Adorisio, R.; Cantarutti, N.; Di Marzio, S.; Ingrasciotta, G.; Franceschini, A.; Cavarretta, E.; D'Anna, C.; Mencarelli, E.; Martinelli, D.; Silvetti, M. S.; Drago, F.; Campanale, C. M.; Masci, M.; Novelli, A.; Magliozzi, M.; Di Chiara, L.; Galletti, L.; Calzolari, F.; Capolupo, I.; Amodeo, A.; Dotta, A.; Toscano, A.
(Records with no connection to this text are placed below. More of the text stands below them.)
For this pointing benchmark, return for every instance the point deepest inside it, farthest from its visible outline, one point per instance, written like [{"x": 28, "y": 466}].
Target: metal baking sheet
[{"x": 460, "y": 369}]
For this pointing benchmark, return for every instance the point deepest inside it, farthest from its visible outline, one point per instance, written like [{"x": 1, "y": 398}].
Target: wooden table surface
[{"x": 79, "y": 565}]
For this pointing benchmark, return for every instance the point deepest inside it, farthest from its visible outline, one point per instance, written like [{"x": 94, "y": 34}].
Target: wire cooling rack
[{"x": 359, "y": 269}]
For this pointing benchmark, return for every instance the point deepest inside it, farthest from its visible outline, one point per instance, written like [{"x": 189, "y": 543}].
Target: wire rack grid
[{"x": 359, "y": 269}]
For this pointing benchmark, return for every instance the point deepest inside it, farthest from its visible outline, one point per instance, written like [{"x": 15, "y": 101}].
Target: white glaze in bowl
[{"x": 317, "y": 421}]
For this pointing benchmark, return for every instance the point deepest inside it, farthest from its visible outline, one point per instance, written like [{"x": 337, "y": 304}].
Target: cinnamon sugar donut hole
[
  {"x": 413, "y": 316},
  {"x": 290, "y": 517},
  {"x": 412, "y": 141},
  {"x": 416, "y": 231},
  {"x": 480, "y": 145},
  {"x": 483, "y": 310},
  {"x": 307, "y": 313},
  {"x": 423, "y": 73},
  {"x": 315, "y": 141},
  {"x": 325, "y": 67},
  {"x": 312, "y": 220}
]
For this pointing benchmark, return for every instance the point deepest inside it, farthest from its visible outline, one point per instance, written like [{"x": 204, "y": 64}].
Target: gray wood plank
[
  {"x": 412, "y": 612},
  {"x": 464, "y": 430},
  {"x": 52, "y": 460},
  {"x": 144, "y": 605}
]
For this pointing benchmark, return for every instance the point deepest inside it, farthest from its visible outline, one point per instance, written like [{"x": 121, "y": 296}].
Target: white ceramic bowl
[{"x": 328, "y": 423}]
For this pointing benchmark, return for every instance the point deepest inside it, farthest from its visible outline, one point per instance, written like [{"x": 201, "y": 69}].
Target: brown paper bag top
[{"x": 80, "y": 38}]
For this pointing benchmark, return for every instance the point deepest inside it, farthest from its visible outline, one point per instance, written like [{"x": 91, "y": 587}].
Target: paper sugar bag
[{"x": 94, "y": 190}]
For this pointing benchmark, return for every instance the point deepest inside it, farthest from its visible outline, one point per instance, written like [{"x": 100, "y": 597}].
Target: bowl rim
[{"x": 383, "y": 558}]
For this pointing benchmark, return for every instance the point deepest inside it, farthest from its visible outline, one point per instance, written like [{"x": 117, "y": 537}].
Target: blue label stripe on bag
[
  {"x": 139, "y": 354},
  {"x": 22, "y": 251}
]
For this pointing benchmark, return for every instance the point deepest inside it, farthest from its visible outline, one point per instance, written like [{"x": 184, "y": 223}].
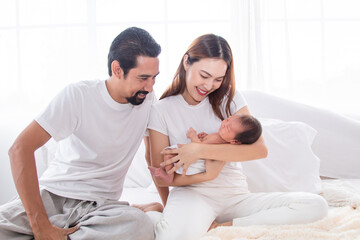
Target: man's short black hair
[{"x": 130, "y": 44}]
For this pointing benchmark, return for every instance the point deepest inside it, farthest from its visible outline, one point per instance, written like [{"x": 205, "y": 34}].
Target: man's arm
[{"x": 25, "y": 177}]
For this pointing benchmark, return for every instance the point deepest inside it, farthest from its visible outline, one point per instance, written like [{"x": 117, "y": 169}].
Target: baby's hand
[
  {"x": 191, "y": 133},
  {"x": 202, "y": 135}
]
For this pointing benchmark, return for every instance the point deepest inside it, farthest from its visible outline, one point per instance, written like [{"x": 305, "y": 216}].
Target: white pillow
[{"x": 290, "y": 165}]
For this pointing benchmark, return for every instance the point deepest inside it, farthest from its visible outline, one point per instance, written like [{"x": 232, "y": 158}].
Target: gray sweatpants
[{"x": 111, "y": 220}]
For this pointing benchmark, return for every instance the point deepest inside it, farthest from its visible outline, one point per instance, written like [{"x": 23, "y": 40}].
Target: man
[{"x": 99, "y": 126}]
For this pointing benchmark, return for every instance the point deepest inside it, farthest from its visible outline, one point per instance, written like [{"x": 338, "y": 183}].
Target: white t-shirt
[
  {"x": 173, "y": 116},
  {"x": 97, "y": 140}
]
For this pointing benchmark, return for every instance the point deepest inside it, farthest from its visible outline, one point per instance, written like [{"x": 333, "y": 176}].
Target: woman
[{"x": 201, "y": 95}]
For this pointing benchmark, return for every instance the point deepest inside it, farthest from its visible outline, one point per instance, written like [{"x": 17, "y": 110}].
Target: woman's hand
[{"x": 186, "y": 154}]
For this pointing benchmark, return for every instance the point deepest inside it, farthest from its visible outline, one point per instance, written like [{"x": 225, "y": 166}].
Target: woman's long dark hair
[{"x": 208, "y": 46}]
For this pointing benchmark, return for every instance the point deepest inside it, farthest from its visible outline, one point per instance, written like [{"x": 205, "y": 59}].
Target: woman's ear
[
  {"x": 186, "y": 62},
  {"x": 116, "y": 69}
]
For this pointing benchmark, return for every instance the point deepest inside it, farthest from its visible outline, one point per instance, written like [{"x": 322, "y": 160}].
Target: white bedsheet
[{"x": 149, "y": 194}]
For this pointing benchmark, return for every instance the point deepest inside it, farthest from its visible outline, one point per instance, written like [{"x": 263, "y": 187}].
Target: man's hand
[{"x": 54, "y": 233}]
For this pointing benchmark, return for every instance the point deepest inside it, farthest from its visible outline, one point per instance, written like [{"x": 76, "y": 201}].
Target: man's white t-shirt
[
  {"x": 173, "y": 116},
  {"x": 97, "y": 140}
]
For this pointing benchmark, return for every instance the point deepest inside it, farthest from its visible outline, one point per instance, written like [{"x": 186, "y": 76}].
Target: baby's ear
[{"x": 235, "y": 142}]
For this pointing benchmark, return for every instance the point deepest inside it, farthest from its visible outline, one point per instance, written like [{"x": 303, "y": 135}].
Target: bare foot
[{"x": 154, "y": 206}]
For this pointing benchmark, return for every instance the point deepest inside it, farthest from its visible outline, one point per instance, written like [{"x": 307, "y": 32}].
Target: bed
[{"x": 329, "y": 166}]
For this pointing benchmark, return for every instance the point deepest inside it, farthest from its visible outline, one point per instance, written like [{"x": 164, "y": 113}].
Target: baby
[{"x": 237, "y": 129}]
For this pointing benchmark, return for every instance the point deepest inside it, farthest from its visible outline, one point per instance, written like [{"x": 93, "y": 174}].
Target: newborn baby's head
[{"x": 240, "y": 129}]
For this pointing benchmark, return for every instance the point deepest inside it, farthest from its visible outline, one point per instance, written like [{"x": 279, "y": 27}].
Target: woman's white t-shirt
[{"x": 173, "y": 116}]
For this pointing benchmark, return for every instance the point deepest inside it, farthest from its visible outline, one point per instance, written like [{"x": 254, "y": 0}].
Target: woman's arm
[
  {"x": 189, "y": 153},
  {"x": 158, "y": 142}
]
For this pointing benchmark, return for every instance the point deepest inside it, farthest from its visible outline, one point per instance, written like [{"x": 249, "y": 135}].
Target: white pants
[{"x": 190, "y": 211}]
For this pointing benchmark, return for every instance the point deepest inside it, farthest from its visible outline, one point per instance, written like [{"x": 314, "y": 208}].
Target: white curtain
[{"x": 304, "y": 50}]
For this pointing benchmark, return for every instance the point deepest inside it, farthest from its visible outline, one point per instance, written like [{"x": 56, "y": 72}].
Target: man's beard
[{"x": 134, "y": 100}]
2026-07-09 cardiovascular medicine
10.64898/2026.07.06.26357420 medRxiv
Show abstract

Background: Neonatal-onset hypertrophic cardiomyopathy (HCM) is a rare condition with limited data regarding clinical presentation, genetic background, and long-term outcomes. We aimed to characterize the phenotype and prognosis of HCM presenting in neonates. Methods: This is a multicenter retrospective study including patients diagnosed with HCM before 1 year of age. Neonatal-onset HCM was defined as presentation {less than or equal to}28 days of life. Clinical, genetic, instrumental data, treatment, and outcomes were collected. Primary outcome included overall and cardiac survival, major arrhythmic events (MAEs), implantable cardioverter-defibrillator (ICD) implantation, and cardiac surgery. Results: Among 321 pediatric HCM, 21% were diagnosed during infancy and 75% were neonates. Median age at diagnosis was 1 day (IQR 0-6), 82% presented within the first week of life. Prenatal suspicion was in 25%. At presentation, 41% were symptomatic. RASopathies represented the most common etiology (41%), followed by gene-elusive (31%), mitochondrial/inborn errors of metabolism (18%), and sarcomeric (8%). Left ventricular outflow tract obstruction was frequent in sarcomeric and RASopathy. Overall survival was 92% and cardiac survival was 96% at 2 years; long-term survival was 88% at 30 years. ICDs were implanted in 8%; 21% required cardiac surgery. Survival free from ICD was 40% at 15 year and 47% from myectomy. All events occurred in patients presenting within the first weeks of life. Conclusions: Neonatal-onset HCM is characterized by etiologic heterogeneity, predominance of syndromic and non-sarcomeric etiologies, and long-term cardiovascular morbidity. Presentation within the first days of life identifies a high-risk subgroup requiring intensive surveillance and specialized multidisciplinary management.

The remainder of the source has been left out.